Campus News

High school students learning how big data is transforming health care

Students, wearing 3-D glasses, look at images of vancomycin in the Visualization Room in the Center for Computational Research.

Students, wearing 3-D glasses, look at images of vancomycin, the "antibiotic of last resort," in the Visualization Room in the Center for Computational Research. Photo: Adrian Levesque

By CORY NEALON

Published July 10, 2014 This content is archived.

Print
“The workshop immerses students into some of the most exciting and cutting-edge science that’s happening in their backyard. ”
E. Bruce Pitman, dean
College of Arts and Sciences

Roughly a dozen high school students have been getting a crash course on how the information age is improving health care and helping Buffalo develop a world-class medical corridor.

The students are taking part in UB’s Eric Pitman Annual Summer Workshop in Computational Science, a two-week long program that introduces high school science students to the use of computer modeling and simulation to solve science and engineering problems.

The workshop was organized by Jeanette Sperhac, a computational scientists at UB's Center for Computational Research (CCR).  

The students have learned how UB researcher Norma Nowak, director of science and technology for UB’s New York State Center of Excellence in Bioinformatics and Life Sciences, uses supercomputers for genomic research. They also have learned how scientists at Hauptman-Woodward Medical Research Institute study proteins to determine what causes diseases.

And earlier this week, they met with Peter Winkelstein, executive director of the Institute for Healthcare Informatics in UB’s School of Medicine and Biomedical Sciences, to learn how researchers and doctors are applying information and computer science to improve health care.

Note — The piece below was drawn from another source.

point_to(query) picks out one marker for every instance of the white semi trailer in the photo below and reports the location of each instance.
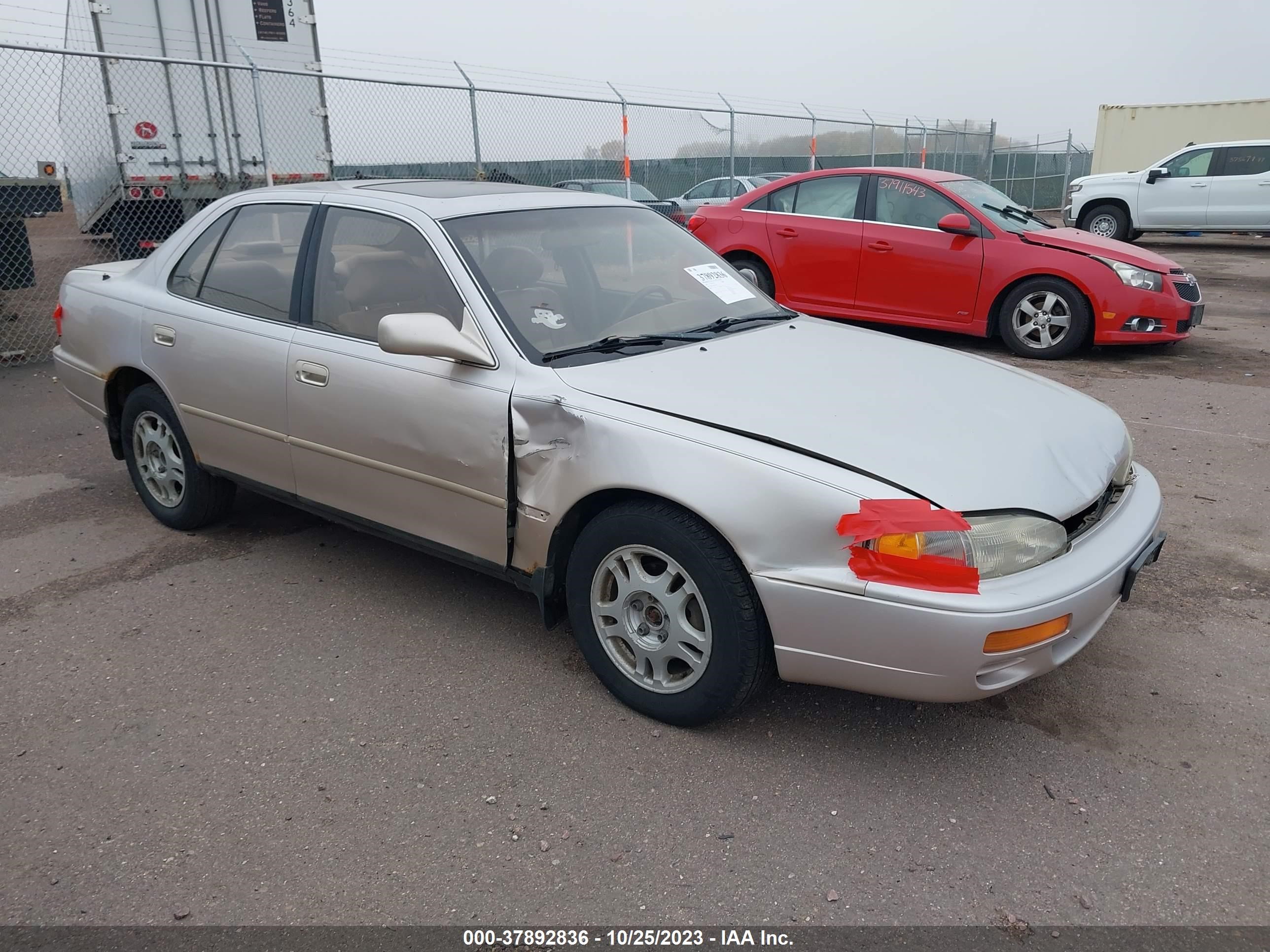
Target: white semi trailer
(148, 144)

The annual summer computing workshop has been hosted UB’s  every year since 1999. Since 2007, it has been held in honor of Eric Pitman, who was a freshman at St. Joseph’s Collegiate Institute when he passed away in 2007 after a brief illness.

“The workshop immerses students into some of the most exciting and cutting-edge science that’s happening in their backyard,” says E. Bruce Pitman, dean of the College of Arts and Sciences and Eric Pitman’s father. “It also shows them that opportunities exist here for wonderful careers in science and engineering.”